What is the difference between trainControl() method "cv" and "repeatedcv"?

method = "cv" runs k-fold cross-validation once; method = "repeatedcv" runs the whole k-fold scheme multiple times with different random partitions and averages across all the runs. Repeated CV gives a steadier metric estimate at the cost of repeats x number model fits instead of number. Use it when the headline metric will go into a report or paper, and use plain "cv" during model exploration.

How does trainControl() handle stratified sampling?

caret stratifies on the outcome variable automatically when it is a factor; numeric outcomes are split on quantile bins so the fold distributions stay close to the population. You do not need a separate argument. If you need a custom stratification (for example, by a grouping variable that is not the outcome), build the fold indices yourself and pass them through index and indexOut.

Why does my caret model ignore summaryFunction?

The metric name in train(metric = "...") must match a column the summaryFunction returns. twoClassSummary returns ROC, Sens, Spec; ask for metric = "AUC" and caret falls back to the first column. Inspect the summary output once with summaryFunction(test_pred, lev = c("yes", "no"), model = "glm") before plugging it into trainControl().

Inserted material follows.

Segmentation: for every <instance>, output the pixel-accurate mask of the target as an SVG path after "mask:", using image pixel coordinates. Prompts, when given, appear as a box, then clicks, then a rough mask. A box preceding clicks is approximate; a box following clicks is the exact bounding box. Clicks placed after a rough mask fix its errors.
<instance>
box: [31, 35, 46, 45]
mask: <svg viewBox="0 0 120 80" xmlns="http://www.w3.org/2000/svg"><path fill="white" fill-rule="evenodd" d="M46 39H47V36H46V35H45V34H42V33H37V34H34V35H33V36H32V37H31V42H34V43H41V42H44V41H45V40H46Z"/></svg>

Can I use one trainControl() object across multiple train() calls?

Yes, and that is the recommended pattern. Build the object once, reuse it for every model in a benchmark, then feed the fitted models to resamples() for a paired comparison. The same fold indices apply to all models, so any difference in performance comes from the model rather than from a luckier split.

Does trainControl() set random seeds for me?

Not by default. Call set.seed() before each train() for reproducible resampling, or pass an explicit seeds list to trainControl() for deterministic parallel runs. The seeds argument is a list of length number * repeats + 1 where each element is an integer vector of seeds, one per tune-grid row.